An infestation of rats & starlings in the ceiling prompted my father to despatch our fox terrier (Dancer) to rid us of the pests. Alas he fell between the wall and the fire place and with much cursing from Dad and yelping from the dog, the fire place was dismantled brick by brick and after the dog was safely rescued, the process was repeated as the fire place was reassembled. The mission to rid the house of birds and rats failed miserably but we all had a good laugh but only when Dad wasn’t listening!


Our roof was a haven for starlings and rats
Who lived way up there away from the cats.
The screeches, the squeals, the clatter of feet,
Were familiar sounds, week after week.
Those things in the ceiling will just have to go,
Mother told Father, who did not want to know!

He thought of the problem and found a solution.
The plan was gem but it lacked resolution.
The dog was called up, he stood there aloof
Father of course shoved him up into the roof.
The dog it appeared was not fond of the dark,
Plaintively wailed, too scared to bark!

Father was livid, he started to rave,
Yelled at the dog to make him behave!
Barking and yapping the dog made a din
Atoning for what he thought was a sin.
Dog ran and he barked as the hunted fled,
While Father listened with glee from his bed.

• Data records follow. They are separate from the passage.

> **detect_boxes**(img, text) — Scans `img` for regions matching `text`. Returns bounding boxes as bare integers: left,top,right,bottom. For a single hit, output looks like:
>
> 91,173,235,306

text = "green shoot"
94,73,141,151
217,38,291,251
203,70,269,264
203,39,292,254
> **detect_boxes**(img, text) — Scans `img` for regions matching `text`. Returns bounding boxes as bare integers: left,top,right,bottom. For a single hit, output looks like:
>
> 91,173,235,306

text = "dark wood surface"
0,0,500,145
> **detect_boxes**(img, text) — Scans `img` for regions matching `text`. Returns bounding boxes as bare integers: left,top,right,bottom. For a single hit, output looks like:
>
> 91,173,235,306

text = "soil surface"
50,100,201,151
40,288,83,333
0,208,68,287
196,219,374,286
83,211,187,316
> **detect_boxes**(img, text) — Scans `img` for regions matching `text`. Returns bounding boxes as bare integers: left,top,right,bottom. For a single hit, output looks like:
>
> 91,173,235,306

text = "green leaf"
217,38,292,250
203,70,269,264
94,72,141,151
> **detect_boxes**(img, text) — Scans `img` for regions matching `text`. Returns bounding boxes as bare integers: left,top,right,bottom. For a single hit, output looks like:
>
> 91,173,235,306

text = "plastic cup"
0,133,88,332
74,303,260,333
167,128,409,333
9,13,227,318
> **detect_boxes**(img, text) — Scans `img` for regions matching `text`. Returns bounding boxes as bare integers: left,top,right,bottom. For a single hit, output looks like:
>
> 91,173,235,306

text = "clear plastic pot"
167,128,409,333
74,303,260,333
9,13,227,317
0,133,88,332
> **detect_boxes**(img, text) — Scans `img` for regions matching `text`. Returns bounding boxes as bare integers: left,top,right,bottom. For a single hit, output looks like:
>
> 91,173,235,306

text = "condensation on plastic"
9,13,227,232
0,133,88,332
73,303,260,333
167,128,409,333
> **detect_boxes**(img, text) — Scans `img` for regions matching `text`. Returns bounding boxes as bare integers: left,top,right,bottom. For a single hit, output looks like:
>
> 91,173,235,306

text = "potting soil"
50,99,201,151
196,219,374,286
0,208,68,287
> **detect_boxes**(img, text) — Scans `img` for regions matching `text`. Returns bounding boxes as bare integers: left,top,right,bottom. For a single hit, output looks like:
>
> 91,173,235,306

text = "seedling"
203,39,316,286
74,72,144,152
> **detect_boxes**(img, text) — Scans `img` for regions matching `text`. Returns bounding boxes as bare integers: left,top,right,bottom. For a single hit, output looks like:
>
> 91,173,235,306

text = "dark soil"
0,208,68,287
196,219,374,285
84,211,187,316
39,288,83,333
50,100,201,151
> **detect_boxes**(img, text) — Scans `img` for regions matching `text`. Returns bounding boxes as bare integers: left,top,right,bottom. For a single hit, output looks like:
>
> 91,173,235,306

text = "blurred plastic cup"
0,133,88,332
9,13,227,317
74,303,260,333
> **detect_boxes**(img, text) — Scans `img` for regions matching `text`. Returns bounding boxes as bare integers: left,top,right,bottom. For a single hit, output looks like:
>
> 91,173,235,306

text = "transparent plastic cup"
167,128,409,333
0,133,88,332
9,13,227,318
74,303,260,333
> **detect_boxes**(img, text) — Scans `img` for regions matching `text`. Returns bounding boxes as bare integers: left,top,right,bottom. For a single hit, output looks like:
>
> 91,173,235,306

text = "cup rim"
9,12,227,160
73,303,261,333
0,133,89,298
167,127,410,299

Dog ran riot like a small ten ton truck,
Until near the chimney he got horribly stuck!
Barks turned to cries as he lay trapped,
Hoping that the rats would not counter attack!
Father was mad, his plan was in shreds
We heard him yelling so stayed in our beds!

He located the dog whimpering so strange,
Down near the floor by the cooking range.
The distance was measured with a piece of stick,
Then started the rescue, brick by brick.
Wall paper was torn, boards pulled out,
bricks were removed and piled all about.

Dog was rescued without too much pain,
But he refused to go near that roof again.
Father declared a truce after that,
So our roof’s still a haven for starlings and rats!

I chose this poem because it presents my father in the way I want people to think of him: as a creative man, with a sense of humour, who was observant of life. I know much of the background of this story, so I also know what it leaves out, the good and the bad sides of his childhood. But here, I am creating an identity, as discussed by BlogNovice1 (sorry, I don’t know your name!) in Careful Curating, which involves deciding what to present and what to omit. It is an incomplete snapshot into someone’s childhood memories, yet as Jean Rath says, our personal stories are always based on some degree of mystery.